Au bout d'un moment, elle se retira, repue, mais je l'obligeai à garder ses bougies dans son petit cul. Je l'installai à nouveau couchée sur le dos, la chatte et l'anus tournés vers la fenêtre. Elle n'en pouvait plus et ne vit donc pas ce que je vis par la fenêtre. Il y avait là un mec, probablement celui qui était arrivé tout à l'heure et que, effectivement, je n'avais pas entendu repartir. Je lui fis un clin d'oeil et installais Julie à genoux sur la table.

- "Tu as un autre spectateur," lui dis-je. Elle rougit. "Allez, dis-lui bonjour." Elle finit par lui faire un signe de la main. Je la forçais à le regarder, toujours agenouillée sur la table, tandis que je me terminai à côté d'elle.

Après quelques va-et-vient de ma main le long de ma bite, je ne tardai pas à exploser. La première giclée toucha sa pommette, qu'elle inonda de sperme d'un beau blanc laiteux. Deux autres tracèrent ensuite deux belles lignes blanches le long de sa joue, la zébrant de la racine des cheveux jusqu'au menton. Quelques gouttes atteignirent l'autre joue et ses lèvres, forment une espèce petit lac qui couvrait le tiers de la partie gauche de son visage. La dernière giclée l'atteignit juste au-dessus de l'oeil, qu'elle garda ouvert, comme une vraie star du porno, et quelques dernières gouttes finirent d'inonder son nez et ses lèvres. Le mec n'avait bien sûr pas perdu une miette du spectacle et contemplait Julie après cette belle faciale, le visage aux deux tiers couvert de sperme. Julie eut un dernier petit soubresaut. Elle jouissait encore, et je constatai enfin qu'elle faisait toujours bouger les trois bougies à l'intérieur de son cul.

Elle se tourna alors vers moi, avec un large sourire.

- "C'était bon.", m'annonça-t-elle d'une voix exaltée.

- "Pour moi aussi, c'était bon.", lui dis-je. "Si j'avais su que tu étais une telle salope, on aurait fait ça beaucoup plus tôt."

- "Je ne savais pas que j'étais une telle pute à l'époque. Je l'ai découvert ces derniers mois seulement, en visitant des sites sur internet. Et c'est la première fois que je passe à l'acte."

- "Avec moi ?"

- "Oui, je t'ai choisi pour faire de moi une bonne pute. Parce que, de tous mes mecs, tu es celui qui me paraîssait le plus vicieux. Je sais bien que, même quand on était toujours ensemble, tu regardais des films pornos et que tu te branlais devant. Je sais bien que tu visitais des sites cochons et que tu le faisais plusieurs fois par jour. J'aurais dû me laisser faire à l'époque. Parce que, moi aussi, maintenant, j'adore aussi en regarder."

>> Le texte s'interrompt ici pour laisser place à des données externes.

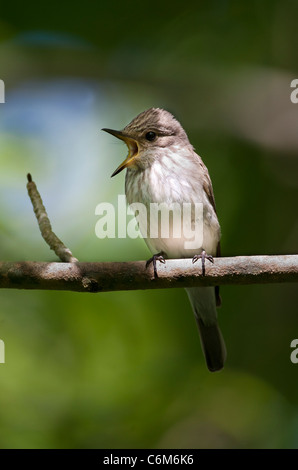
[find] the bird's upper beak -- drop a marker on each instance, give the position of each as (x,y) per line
(133,149)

Une voiture démarra, le mec partait, le spectacle étant fini.

- "J'espère que ça lui a plu.", me dit-elle.

- "J'en suis sûr.", répondis-je.

- "On a perdu pas mal de temps tous les deux.", me dit-elle.

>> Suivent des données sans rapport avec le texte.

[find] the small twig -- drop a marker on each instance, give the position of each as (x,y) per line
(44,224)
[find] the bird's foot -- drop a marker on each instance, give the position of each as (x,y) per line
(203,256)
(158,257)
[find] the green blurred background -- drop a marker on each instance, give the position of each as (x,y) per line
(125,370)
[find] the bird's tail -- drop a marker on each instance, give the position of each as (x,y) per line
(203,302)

Je la contemplai un instant. Le sperme coulait de son beau visage, faisant des petites taches blanches sur son soutien-gorge. Elle était vraiment très belle ainsi, toute couverte de jus.

- "C'est vrai. Mais on va pouvoir le rattraper, non ?"

- "J'y compte bien.", me dit-elle. "Je suis libre mercredi."